Lazeez,
In the comments section at the end of a story, the first page of comments have a date/time stamp, while the subsequent pages don't.
Is this working as intended?
Lazeez,
In the comments section at the end of a story, the first page of comments have a date/time stamp, while the subsequent pages don't.
Is this working as intended?
In the comments section at the end of a story, the first page of comments have a date/time stamp, while the subsequent pages don't.
Is this working as intended?
All of mine are dated. Is this recent, is it on SOL or another site and was there anything else unusual about the messages? That kind of data will help Lazeez track it sooner.
It's not uncommon for a fix somewhere else to upset something unintended. In those cases, the main key is providing enough information for him to isolate and duplicate the problem.
I did some playing around with a story I follow that has comments turned on.
https://storiesonline.net/s/14679:191384
The date/time stamps, are there for the first page of comments, but if you change the "comment" page, the date/time stamps don't show.
Interestingly, going back to the first page of comments shows the first page of comments with no date/time stamp.
To get the date/time stamps to show again, I had to refresh the complete web page, which forces you back to the first "page" of comments.
In the comments section at the end of a story, the first page of comments have a date/time stamp, while the subsequent pages don't.
Is this working as intended?
Not really, but I'm not sure I have the time to do what it takes to fix this problem.
The comments "pages" are loaded via a javascript without reloading the story's text.
To draw the time stamp in the user's local zone and format, the page layout sends the date/time in computer format wrapped in a small javascript to convert it to human readable format.
like so: < script>tstamp = new Date(1483276208000);document.write(tstamp.toLocaleString());< /script>. The '1483276208000' is the computer's time stamp. the bit 'toLocaleString()' is the command to convert to human readable timestamp.
For whatever reason (security probably), when a chunk of text is loaded and inserted into the page via javascript, the embedded scripts aren't executed, so no drawing happens and no time stamps show.
In order to fix this issue, I would have to rewrite the loading scripts to fetch the data piecemeal from the server and draw it via javascript on the page.
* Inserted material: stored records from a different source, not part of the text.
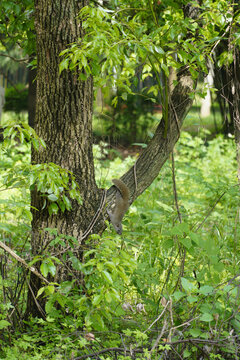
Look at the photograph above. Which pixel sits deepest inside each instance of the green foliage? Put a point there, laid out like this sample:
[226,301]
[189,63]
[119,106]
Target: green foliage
[17,24]
[129,280]
[16,99]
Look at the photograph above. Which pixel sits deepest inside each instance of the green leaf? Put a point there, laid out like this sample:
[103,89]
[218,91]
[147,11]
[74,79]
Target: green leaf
[195,332]
[107,277]
[52,197]
[53,209]
[63,65]
[44,269]
[187,285]
[186,242]
[4,324]
[97,299]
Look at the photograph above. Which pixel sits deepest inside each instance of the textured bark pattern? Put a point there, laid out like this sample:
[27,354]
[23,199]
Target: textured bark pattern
[63,119]
[63,115]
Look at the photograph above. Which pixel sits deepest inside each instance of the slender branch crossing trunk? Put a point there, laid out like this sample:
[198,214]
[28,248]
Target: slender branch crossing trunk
[64,120]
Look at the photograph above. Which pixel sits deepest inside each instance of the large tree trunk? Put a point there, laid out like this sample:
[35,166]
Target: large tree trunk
[63,120]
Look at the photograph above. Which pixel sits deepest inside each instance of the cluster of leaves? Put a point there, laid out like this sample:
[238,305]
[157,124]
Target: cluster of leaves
[143,266]
[56,184]
[17,24]
[118,40]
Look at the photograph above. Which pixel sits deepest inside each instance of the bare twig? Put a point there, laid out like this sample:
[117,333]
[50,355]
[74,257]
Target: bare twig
[159,317]
[22,261]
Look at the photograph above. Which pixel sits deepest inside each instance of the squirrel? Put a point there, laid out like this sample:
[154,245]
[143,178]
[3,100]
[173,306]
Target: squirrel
[121,205]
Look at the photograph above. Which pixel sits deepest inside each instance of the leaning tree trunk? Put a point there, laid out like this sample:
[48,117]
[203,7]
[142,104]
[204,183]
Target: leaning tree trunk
[63,119]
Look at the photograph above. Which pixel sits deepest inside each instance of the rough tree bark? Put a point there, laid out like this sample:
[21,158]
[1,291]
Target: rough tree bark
[63,120]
Or reload the whole last page from scratch including the next comments list in order to trigger the small timestamp-creating scripts.
Considering how many readers have actually turned off the comments display at the end of stories (27% of readers is very high considering that most don't even know that they can turn them off), I'm not sure I can justify the effort. We'll see in the future.
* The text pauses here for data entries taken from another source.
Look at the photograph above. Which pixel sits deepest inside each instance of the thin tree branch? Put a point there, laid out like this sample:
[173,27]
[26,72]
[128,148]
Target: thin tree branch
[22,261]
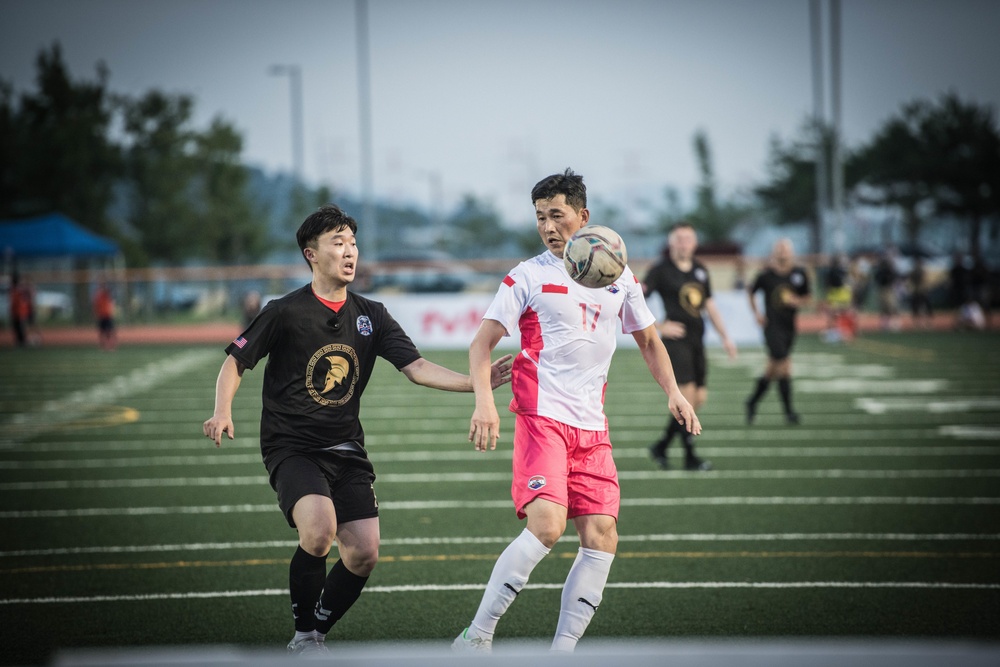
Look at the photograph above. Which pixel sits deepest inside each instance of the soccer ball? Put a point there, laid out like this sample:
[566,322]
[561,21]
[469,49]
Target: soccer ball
[595,256]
Nice to know what the issue is, but I agree, I wouldn't consider this a high or even a medium priority issue.
Save this for some day you are bored and don't have anything better to do. :)
Save this for some day you are bored and don't have anything better to do. :)
An entry in Lazeez' diary for the Twelfth of Never has this covered.
Thanks for the answer and especially for the explanation of why that was happening.
Since the comments themselves are unaffected, I agree that there is no reason to try to deal with that at this time.
Considering how many readers have actually turned off the comments display at the end of stories (27% of readers is very high considering that most don't even know that they can turn them off), I'm not sure I can justify the effort. We'll see in the future.
Wow! that means that 27% aren't satisfied with merely NEVER viewing contents, but never want to see them at all. I can understand, since whenever you view the current chapter, you end up with several pages worth of comments, but still.
It also shows why I'm no longer getting as many comments as I did when it was first offered. Still, 73% is much higher than the normal 3% of readers who respond (i.e. send email or offer feedback) on a story!
Wow! that means that 27% aren't satisfied with merely NEVER viewing contents, but never want to see them at all.
Probably mostly viewers with slower connections. Turning off the comments means opening the page for the last chapter downloads much less data.